D’ailleurs, quand cela ne serait pas, quand ces connaissances seraient inséparablement liées à nos sensations et à nos souvenirs, il n’en serait pas moins vrai que sentir une sensation est un effet de la sensibilité, que sentir un souvenir est un effet de la mémoire, et qu’y joindre un jugement quelconque est un effet d’une troisième faculté dont nous allons parler.

Ce sont-là des distinctions qu’il ne faut jamais perdre de vue sous peine de tout confondre dans l’analyse de la pensée.

CHAPITRE IV.
Du Jugement et des Sensations de rapports.

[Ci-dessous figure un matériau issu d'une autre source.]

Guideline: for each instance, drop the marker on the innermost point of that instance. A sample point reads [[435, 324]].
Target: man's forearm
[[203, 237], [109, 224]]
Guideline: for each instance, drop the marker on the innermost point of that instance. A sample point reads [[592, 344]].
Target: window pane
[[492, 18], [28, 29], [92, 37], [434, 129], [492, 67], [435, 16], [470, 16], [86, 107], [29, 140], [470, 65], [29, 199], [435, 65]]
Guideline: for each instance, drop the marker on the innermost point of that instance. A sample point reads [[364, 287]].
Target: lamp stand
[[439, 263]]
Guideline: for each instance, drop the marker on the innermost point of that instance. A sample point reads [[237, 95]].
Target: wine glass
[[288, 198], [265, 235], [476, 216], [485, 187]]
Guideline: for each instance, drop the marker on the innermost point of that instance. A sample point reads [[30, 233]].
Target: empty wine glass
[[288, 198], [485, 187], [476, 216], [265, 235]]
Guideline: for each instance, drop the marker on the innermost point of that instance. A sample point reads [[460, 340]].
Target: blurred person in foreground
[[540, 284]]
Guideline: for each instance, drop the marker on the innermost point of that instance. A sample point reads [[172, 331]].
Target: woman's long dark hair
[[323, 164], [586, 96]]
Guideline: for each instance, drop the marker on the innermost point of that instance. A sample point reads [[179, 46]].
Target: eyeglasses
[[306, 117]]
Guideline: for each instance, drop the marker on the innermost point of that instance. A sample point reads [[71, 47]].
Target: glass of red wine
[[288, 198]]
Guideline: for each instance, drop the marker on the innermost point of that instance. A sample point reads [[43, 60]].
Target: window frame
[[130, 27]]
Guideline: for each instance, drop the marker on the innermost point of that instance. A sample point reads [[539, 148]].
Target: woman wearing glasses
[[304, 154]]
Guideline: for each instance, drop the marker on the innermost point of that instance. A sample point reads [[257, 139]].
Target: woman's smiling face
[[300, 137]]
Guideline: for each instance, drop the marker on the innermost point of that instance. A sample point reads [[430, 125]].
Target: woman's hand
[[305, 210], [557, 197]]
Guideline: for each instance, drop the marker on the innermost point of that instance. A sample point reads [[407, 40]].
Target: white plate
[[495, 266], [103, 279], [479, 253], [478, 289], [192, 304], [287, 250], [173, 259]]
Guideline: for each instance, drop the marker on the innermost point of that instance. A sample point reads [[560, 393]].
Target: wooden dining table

La faculté de juger ou le jugement est encore une espèce de sensibilité ; car c’est la faculté de sentir des rapports entre nos perceptions.

Ces rapports sont des vues de notre esprit, des actes de notre faculté de penser, par lesquels nous rapprochons une idée d’une autre, par lesquels nous lions ces idées et les comparons ensemble d’une manière quelconque. Ces rapports sont des sensations internes du cerveau, comme les souvenirs.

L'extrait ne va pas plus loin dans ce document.